Optional: Mechanical Evaluator
See evaluator-contract.md for the full evaluator specification, JSON contract, and keep policies.
Quick reference:
- Add to
research.md Constraints: Evaluator: python evaluate.py
- Evaluator must output:
{"pass": true, "score": 0.94}
- Keep policies:
score_improvement (default) or pass_only
The research.md Format
The research.md file is both input and state. The user writes the top sections; the agent maintains the History table. See assets/research_template.md for the full template.
Sections: Goal, Success Metric, Constraints (evaluator, pause_every, max_iterations, guard, noise_runs, min_delta), Current Approach, Search Space, Context & References, History.
Output Structure
| File | Updated | Purpose |
|---|
research.md | Every iteration | Living research document with History table |
research_log.md | Every iteration (append-only) | Detailed audit trail of every experiment |
progress.png | Every iteration | Live convergence plot |
autoresearch-results.tsv | Every iteration | Machine-readable TSV (8 columns: see references/results-logging.md) |
final_report.md | End only | Structured summary with best result + recommendations |
Safety & Guardrails
max_iterations (default: 20) — Iteration budget. Aim to USE all iterations.

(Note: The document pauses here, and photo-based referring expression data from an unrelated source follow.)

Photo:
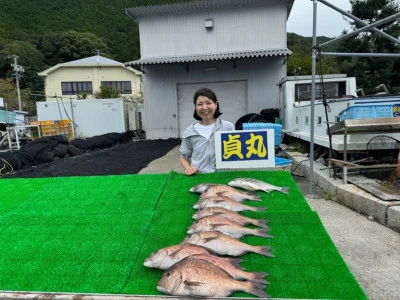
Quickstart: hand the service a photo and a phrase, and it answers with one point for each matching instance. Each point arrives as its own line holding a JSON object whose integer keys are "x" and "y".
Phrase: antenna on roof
{"x": 98, "y": 55}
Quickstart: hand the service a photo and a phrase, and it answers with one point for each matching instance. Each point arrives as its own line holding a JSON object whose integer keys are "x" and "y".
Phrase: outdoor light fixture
{"x": 209, "y": 24}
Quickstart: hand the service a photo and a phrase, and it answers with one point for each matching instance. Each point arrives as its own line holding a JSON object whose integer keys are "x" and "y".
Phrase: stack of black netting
{"x": 48, "y": 148}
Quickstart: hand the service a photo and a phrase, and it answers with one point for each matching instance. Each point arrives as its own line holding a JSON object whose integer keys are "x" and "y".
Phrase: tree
{"x": 74, "y": 45}
{"x": 29, "y": 58}
{"x": 372, "y": 71}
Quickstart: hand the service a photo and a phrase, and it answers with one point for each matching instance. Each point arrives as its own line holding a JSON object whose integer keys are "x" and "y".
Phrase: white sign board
{"x": 245, "y": 149}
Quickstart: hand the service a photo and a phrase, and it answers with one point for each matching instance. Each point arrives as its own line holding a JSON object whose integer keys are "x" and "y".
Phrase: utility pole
{"x": 17, "y": 70}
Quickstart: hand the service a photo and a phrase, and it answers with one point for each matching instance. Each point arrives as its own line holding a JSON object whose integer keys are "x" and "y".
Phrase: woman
{"x": 198, "y": 146}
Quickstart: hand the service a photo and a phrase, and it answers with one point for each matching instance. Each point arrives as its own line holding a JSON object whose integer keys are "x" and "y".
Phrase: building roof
{"x": 210, "y": 57}
{"x": 198, "y": 6}
{"x": 92, "y": 61}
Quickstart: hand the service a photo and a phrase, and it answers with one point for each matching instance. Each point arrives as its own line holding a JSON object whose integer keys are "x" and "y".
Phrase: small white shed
{"x": 93, "y": 117}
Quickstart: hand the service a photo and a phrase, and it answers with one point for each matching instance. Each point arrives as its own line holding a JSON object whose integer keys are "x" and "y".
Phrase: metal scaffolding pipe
{"x": 359, "y": 21}
{"x": 360, "y": 54}
{"x": 373, "y": 25}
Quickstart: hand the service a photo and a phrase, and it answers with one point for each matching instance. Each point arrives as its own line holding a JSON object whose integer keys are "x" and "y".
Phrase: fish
{"x": 231, "y": 192}
{"x": 223, "y": 244}
{"x": 199, "y": 188}
{"x": 236, "y": 273}
{"x": 164, "y": 258}
{"x": 200, "y": 278}
{"x": 230, "y": 215}
{"x": 251, "y": 184}
{"x": 225, "y": 202}
{"x": 228, "y": 227}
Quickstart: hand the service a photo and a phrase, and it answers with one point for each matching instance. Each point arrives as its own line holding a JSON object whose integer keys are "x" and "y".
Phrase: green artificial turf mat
{"x": 92, "y": 235}
{"x": 306, "y": 262}
{"x": 76, "y": 234}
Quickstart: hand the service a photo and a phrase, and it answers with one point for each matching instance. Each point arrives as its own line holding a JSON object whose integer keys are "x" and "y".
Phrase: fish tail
{"x": 260, "y": 274}
{"x": 257, "y": 277}
{"x": 284, "y": 190}
{"x": 262, "y": 233}
{"x": 263, "y": 250}
{"x": 262, "y": 224}
{"x": 256, "y": 289}
{"x": 253, "y": 196}
{"x": 235, "y": 262}
{"x": 253, "y": 208}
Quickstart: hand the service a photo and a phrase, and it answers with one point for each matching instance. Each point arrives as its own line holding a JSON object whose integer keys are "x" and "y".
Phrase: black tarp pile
{"x": 48, "y": 148}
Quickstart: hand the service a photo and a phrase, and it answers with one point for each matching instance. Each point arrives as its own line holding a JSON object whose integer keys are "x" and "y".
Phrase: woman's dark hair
{"x": 210, "y": 95}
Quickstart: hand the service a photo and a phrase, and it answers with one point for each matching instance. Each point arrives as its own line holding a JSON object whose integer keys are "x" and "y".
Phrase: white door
{"x": 232, "y": 98}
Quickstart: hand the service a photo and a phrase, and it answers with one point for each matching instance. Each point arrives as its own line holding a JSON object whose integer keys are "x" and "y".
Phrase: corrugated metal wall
{"x": 247, "y": 28}
{"x": 160, "y": 82}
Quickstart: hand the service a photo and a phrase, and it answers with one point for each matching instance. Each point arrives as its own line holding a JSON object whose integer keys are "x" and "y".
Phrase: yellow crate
{"x": 64, "y": 122}
{"x": 49, "y": 122}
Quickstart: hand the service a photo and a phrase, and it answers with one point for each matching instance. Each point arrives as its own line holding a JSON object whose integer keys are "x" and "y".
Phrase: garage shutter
{"x": 232, "y": 97}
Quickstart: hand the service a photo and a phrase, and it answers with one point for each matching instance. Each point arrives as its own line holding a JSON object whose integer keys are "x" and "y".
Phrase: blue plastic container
{"x": 366, "y": 112}
{"x": 276, "y": 127}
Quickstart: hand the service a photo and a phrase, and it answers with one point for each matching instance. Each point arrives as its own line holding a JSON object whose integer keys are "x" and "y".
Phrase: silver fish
{"x": 225, "y": 202}
{"x": 232, "y": 270}
{"x": 223, "y": 244}
{"x": 164, "y": 258}
{"x": 225, "y": 226}
{"x": 251, "y": 184}
{"x": 230, "y": 215}
{"x": 226, "y": 190}
{"x": 200, "y": 278}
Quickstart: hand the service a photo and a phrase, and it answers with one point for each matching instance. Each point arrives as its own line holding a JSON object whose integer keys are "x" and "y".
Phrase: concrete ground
{"x": 371, "y": 250}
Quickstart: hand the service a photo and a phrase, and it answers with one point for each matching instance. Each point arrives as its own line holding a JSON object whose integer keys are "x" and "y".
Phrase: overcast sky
{"x": 330, "y": 23}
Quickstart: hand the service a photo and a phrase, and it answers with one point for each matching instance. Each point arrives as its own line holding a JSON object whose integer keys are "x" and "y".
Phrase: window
{"x": 74, "y": 88}
{"x": 124, "y": 87}
{"x": 332, "y": 90}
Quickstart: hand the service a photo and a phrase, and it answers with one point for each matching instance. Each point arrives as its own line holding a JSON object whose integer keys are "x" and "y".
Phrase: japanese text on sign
{"x": 245, "y": 149}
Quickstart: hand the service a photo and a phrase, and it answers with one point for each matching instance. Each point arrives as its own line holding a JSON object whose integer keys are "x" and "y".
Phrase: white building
{"x": 236, "y": 48}
{"x": 83, "y": 78}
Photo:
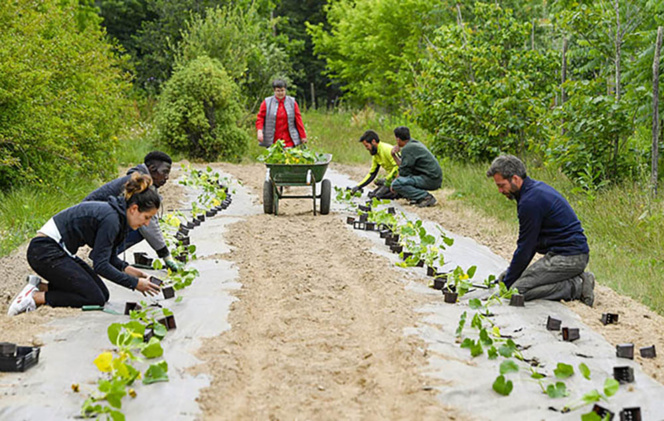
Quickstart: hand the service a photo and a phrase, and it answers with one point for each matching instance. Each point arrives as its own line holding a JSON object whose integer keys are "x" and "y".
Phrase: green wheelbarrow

pause_every — Optional human review checkpoint. Default: never. Only set for safety-critical domains.
- Automatic rollback — Every experiment preserves the prior state. Failed experiments are reverted before the next iteration.
forbidden_changes — Hard boundaries defined in research.md. Never modify anything in this list.
- Time budget per experiment — Default: 5 minutes. Enforced via
timeout 5m <command>. Exit code 124 = timeout — treat as failed experiment, revert, and continue.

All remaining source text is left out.